To come out of the experience of trafficking can take a good month or more to even know that the women are out of the situation, and to think that they can go to other places and realize that they have another way of being in the world. A year is really nothing. It takes time to get settled; a year goes by so fast. They get nervous after a year. And depending on the circumstances, we'll become flexible. But we want the women to move forward and help them through economic empowerment.

Some women need a little more time than others, but most of the women are ready to go, and most stay in New York. Particularly for the women who come from other countries, they know there is a community of their own country they can find.

For those in recovery from their experiences who are healing, education and economic empowerment are keys to make them who they want to be. Our job is to connect them to case managers, contacts for health care, education, learning job skills. Help them move forward.

Economic empowerment is about building opportunities for trafficked survivors to be able to work and receive remuneration. This involves partnering with groups, agencies, folks like the airline business who are working on job training and work opportunities for survivors in particular. Or agencies which provide training in different jobs and skills that are not dead-end positions, where survivors can begin a worthwhile career. There are very few of these opportunities around. It is one of the programs LifeWay Network knows it needs to really further establish and then expand.
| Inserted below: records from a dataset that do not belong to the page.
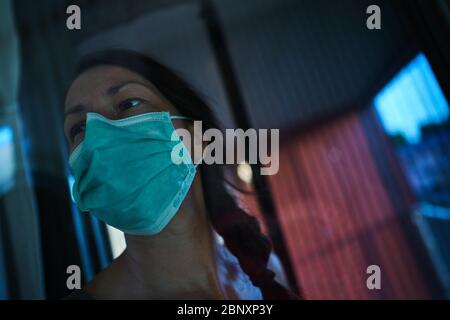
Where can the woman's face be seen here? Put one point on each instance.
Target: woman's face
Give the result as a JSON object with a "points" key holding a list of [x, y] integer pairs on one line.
{"points": [[113, 92]]}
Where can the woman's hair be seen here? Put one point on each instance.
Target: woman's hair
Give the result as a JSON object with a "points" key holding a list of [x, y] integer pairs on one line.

Tell us about the educational work LifeWay does — an equally important part of your work.

At least 12,000 people have been educated around issues of human trafficking in public forums, schools, universities. In April, we conducted a forum at St. John's University [in New York] attended by 200 people. The reaction to these events is that usually people want to help in some way. People ask, "How can we help?"
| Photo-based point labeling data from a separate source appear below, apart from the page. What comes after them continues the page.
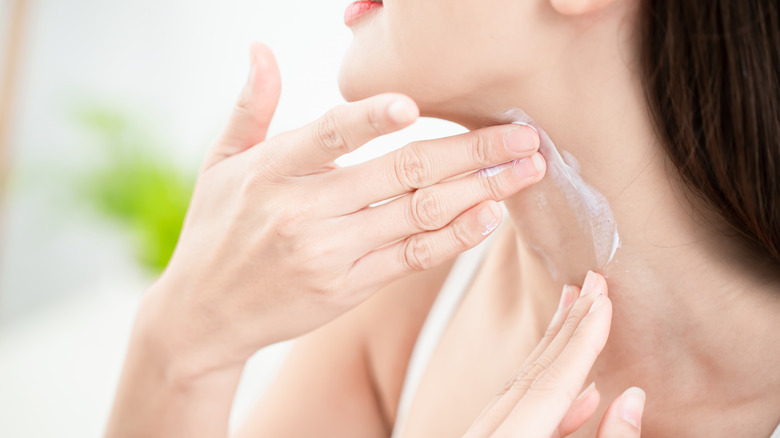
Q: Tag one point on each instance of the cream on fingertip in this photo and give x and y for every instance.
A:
(632, 405)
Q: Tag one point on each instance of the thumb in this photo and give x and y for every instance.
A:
(623, 418)
(248, 124)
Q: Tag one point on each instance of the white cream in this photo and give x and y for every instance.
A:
(590, 207)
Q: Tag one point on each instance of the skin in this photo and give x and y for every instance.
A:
(682, 298)
(206, 315)
(687, 295)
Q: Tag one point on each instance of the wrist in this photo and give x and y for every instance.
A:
(172, 339)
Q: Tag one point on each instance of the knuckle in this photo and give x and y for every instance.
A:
(425, 211)
(287, 224)
(493, 188)
(552, 381)
(328, 133)
(569, 325)
(417, 254)
(244, 103)
(375, 120)
(521, 384)
(480, 149)
(410, 168)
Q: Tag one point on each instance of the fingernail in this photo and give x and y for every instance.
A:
(586, 391)
(518, 141)
(597, 303)
(591, 280)
(567, 296)
(401, 111)
(632, 405)
(529, 167)
(488, 217)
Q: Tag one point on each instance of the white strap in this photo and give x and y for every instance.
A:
(438, 319)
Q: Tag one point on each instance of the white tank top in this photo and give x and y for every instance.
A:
(458, 281)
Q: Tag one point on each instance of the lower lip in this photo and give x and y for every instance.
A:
(358, 10)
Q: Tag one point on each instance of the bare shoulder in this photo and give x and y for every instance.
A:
(391, 321)
(345, 378)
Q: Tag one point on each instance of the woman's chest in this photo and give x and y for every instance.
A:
(480, 350)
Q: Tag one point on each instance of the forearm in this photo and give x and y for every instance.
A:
(163, 394)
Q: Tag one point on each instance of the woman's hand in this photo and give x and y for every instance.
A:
(541, 401)
(279, 240)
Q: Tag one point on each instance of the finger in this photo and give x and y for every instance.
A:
(549, 397)
(422, 164)
(492, 417)
(341, 130)
(248, 124)
(580, 412)
(432, 208)
(623, 418)
(426, 250)
(554, 341)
But they are also stunned that trafficking is as prevalent as it is and that it exists here in the United States, in New York. Many think usually, "Oh, it's over there, in other countries, other places." They begin to recognize that it is a problem hidden in plain sight, that it touches on so many areas — the women in nail salons, hotels, the men working on landscaping and doing construction work.
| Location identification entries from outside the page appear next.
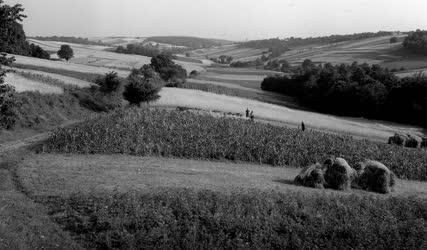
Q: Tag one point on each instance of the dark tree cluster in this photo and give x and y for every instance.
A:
(143, 85)
(69, 39)
(173, 74)
(223, 59)
(416, 42)
(275, 46)
(12, 35)
(147, 50)
(355, 90)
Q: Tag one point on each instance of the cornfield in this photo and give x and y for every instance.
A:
(187, 135)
Anti-trafficking work seems to have taken hold of a lot of sisters, with sisters championing the needs and lives of those trafficked. Why is that, and what are the spiritual underpinnings of the work you and others do?

Many of the sisters active are, like me, of a certain age. We've been around the block a few times in our lives, and we've always been working along the margins. This continues that commitment because people who are trafficked merely exist in the eyes of the world. 

Their life is valuable — and the word "life" is such an important word. For me, Jesus came to us not only to give life, but life in fullness and abundance. People who are trafficked are so vulnerable, are really hurting in their lives.

I know I have everything I could possibly need in life; I don't want for anything. There are people who have so little and are made to feel so little. That's the thing. To know this, to know the beauty of who they are, who are God's creatures and are loved beyond measure, that's what we as religious are called to do, to make that present for them.

But it's not "help." We sisters, we don't have the answers for the women we serve. We learn from them, and they learn from us. The idea of "helping" — that's wrong because that's not an equal relationship. The women we serve help us see our own brokenness, our own vulnerabilities. I've been made aware of my own vulnerabilities; the women we serve have shown me that.

If we know that we're all in this together, it becomes something beautiful. It's not always easy. Sometimes, they've been through such difficulties, some of them yell and scream at us. But that, too, can be beautiful in its way.

From my point of view, it is that they are our sisters. We are one with them, and I've learned so, so much from them.